The new left-center alliance anchored by Meretz will present its Knesset list and candidate for prime minister by mid-December. It hopes the influx of ex-Labor heavyweights will help propel Meretz into a double-digit showing in the next Knesset and prevent Netanyahu from forming the next government.
The idea behind the new alliance is to tap into the reservoir of voters who identify with center-left positions but have been alienated from Labor under Barak.
At a Nov. 14 news conference announcing the group’s establishment, novelist Amos Oz declared that Labor had “played out its historical role” and that the new alliance would take over as the main party of peace and social democracy.
Among the founders are former Laborite and Knesset speaker Avraham Burg and ex- Barak aide Tzali Reshef.
The reasons for Labor’s decline go beyond Barak’s “highly problematic” leadership, Reshef says. He argues that the party lost its credibility by playing both sides of most key issues.
“You can’t be a party that says it wants peace with the Palestinians and be the big Jewish settlement builder,” Reshef told JTA, saying Barak expresses solemn commitments to peace one day while authorizing new settlement construction in the West Bank the next. “This double-talk doesn’t work anymore. People want politicians without masks who tell them the truth, even when it is difficult to swallow.”
Critics of the new left-wing alliance say it will succeed only in drawing votes away from Labor, reallocating seats within the Knesset’s center-left bloc rather than enlarging the bloc and stopping the Likud from coming to power.
Reshef, however, believes the new alliance and Labor will pick up seats from small, one-issue parties and Kadima. In Reshef’s view Kadima’s hawks, among them Transportation Minister Shaul Mofaz, will draw votes away from Likud, critically altering the balance of power in favor of the center-left.

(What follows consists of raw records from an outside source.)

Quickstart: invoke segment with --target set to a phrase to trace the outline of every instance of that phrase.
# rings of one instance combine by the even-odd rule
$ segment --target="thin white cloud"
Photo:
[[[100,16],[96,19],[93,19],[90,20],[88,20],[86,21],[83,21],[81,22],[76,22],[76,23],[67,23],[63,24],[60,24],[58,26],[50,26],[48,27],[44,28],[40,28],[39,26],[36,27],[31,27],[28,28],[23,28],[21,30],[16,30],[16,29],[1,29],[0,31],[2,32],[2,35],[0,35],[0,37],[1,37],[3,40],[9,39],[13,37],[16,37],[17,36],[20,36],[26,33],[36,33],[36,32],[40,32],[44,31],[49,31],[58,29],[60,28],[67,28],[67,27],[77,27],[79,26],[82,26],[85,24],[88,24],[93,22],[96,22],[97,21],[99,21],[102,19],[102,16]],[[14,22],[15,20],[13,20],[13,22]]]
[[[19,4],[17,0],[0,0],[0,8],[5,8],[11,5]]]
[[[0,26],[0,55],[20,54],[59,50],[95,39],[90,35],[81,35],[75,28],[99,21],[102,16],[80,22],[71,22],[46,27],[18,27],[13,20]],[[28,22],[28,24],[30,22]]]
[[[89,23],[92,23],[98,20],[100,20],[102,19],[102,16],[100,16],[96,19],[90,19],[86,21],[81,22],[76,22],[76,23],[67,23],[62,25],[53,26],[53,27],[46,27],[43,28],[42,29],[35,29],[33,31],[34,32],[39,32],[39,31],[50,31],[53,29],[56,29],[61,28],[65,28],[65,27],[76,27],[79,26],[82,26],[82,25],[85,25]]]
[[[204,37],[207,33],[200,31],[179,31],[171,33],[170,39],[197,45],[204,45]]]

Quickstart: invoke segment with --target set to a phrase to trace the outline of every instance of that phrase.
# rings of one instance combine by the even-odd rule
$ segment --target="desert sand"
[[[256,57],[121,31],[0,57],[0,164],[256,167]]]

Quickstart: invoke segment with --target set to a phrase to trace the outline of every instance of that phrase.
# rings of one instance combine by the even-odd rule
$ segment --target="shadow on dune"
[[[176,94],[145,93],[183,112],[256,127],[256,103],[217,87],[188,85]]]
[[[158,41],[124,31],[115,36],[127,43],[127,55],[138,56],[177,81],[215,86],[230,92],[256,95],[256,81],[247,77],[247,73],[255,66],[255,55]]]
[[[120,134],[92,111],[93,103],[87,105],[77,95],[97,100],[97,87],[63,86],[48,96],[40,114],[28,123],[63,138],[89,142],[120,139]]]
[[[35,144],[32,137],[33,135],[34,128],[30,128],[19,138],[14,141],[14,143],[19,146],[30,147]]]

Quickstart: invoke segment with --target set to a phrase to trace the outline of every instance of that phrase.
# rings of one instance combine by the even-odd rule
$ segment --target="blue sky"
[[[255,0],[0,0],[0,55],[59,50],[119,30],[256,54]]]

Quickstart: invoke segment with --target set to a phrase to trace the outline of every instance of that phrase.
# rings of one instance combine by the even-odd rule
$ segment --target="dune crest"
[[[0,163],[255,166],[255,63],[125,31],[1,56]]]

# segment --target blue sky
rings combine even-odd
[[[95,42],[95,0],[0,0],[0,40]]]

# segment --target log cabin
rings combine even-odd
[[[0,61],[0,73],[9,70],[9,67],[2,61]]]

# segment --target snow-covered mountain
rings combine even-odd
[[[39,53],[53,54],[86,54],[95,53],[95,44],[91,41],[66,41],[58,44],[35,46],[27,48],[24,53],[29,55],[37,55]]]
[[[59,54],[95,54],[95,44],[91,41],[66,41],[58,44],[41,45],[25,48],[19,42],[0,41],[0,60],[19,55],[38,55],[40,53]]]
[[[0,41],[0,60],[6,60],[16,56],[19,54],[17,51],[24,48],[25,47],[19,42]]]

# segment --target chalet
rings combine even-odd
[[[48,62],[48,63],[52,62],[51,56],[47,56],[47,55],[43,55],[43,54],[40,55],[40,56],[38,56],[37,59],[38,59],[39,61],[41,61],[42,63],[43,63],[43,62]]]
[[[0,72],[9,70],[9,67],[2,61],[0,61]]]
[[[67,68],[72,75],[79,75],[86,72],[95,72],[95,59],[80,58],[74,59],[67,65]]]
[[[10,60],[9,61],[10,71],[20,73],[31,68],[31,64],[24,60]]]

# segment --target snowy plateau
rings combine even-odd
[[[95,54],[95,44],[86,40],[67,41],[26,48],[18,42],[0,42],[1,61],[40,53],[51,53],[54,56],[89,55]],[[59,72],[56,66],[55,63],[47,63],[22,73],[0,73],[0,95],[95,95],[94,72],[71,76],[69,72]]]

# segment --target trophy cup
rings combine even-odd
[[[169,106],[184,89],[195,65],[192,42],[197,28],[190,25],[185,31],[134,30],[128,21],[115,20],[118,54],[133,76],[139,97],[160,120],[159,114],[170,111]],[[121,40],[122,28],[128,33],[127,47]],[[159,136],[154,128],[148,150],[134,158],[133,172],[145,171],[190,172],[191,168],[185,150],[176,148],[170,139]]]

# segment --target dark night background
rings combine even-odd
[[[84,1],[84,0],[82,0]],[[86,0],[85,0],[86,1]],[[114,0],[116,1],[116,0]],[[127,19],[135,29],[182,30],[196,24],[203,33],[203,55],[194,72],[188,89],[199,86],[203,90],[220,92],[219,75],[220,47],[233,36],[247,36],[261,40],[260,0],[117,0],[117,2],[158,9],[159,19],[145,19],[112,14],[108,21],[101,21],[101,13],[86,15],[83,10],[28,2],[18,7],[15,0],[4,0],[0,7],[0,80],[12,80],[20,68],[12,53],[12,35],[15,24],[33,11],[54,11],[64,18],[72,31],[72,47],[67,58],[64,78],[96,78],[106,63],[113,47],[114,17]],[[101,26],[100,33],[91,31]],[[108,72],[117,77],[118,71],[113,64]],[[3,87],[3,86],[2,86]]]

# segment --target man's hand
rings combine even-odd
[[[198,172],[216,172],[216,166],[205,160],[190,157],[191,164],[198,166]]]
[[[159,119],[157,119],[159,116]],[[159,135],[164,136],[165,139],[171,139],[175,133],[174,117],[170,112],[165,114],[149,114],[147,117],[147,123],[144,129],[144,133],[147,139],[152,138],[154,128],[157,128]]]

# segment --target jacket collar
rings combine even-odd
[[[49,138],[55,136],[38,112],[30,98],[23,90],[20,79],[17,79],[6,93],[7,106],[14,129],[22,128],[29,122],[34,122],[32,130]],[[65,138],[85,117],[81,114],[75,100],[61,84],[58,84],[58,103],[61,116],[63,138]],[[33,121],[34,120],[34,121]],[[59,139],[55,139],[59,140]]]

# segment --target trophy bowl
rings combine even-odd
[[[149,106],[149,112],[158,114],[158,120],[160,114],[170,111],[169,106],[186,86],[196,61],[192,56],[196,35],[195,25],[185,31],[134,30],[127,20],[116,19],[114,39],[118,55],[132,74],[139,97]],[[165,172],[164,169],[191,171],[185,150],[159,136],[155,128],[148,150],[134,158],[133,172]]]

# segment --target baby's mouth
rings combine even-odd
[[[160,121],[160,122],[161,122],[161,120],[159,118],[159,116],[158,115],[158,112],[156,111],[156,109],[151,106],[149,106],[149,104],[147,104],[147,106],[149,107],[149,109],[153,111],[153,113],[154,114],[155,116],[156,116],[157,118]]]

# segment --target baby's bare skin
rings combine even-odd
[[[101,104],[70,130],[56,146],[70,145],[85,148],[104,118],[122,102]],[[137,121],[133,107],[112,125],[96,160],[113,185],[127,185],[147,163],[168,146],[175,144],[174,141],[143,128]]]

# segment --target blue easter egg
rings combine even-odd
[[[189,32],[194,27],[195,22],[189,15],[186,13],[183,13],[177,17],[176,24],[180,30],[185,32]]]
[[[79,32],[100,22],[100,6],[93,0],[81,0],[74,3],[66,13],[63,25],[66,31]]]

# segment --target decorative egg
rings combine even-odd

“What is important is that the electorate as a whole moves leftward and that we have enough seats to prevent the right from forming a government,” Reshef says. “At the end of the day, that’s what the election is all about.”
To what extent Ayalon’s departure will hurt Labor is unclear. Ayalon had hoped to lead the new left-wing Meretz alliance but failed to reach an agreement with Meretz leader Haim Oron. In the end, Ayalon broke away and formed a new alliance with Rabbi Michael Melchior of the left-leaning Orthodox Meimad party.
Announcing his move, Ayalon declared that while Barak was “not Labor’s problem,” he was “not the solution” either. Ayalon said he couldn’t even persuade his own family members to vote Labor.
The fact that Ayalon failed to close a deal with the new Meretz-led alliance does not augur well for its showing in next February’s election. It suggests there could be damaging clashes over who will lead and represent the alliance in the Knesset. Labor leaders dismiss the new alliance as a passing fad.
Meanwhile, as Labor struggles, Likud is picking up steam.
At a central committee meeting Sunday, Netanyahu showed off a gallery of old and new stars that recently have joined or rejoined the party, including Benny Begin, the son of the first Likud prime minister; former Cabinet minister Dan Meridor; ex-police chief Asaf Hefetz, who defected from Labor; and former national security adviser Uzi Dayan.
In Likud, those who clashed bitterly with Netanyahu when he was prime minister in the late 1990s, like Begin and Meridor, have made their peace with him.
In Labor, Barak’s close associates from his time as prime minister are running against him. While the general sense in the party is of people deserting a sinking ship, Likud has a sense of new and old Knesset hopefuls jumping on the winning bandwagon.
Barak has less than 90 days to turn things round, and Netanyahu less than 90 days to avoid making mistakes.
But the first big election posters going up around Israel feature neither candidate.
They show the confident-looking Kadima candidate for prime minister with the slogan “Tzipi Livni is what is good for the country.”
The question for Livni, the current foreign minister, is whether all this realignment on the left will help or hinder her. That will become clearer in the coming weeks.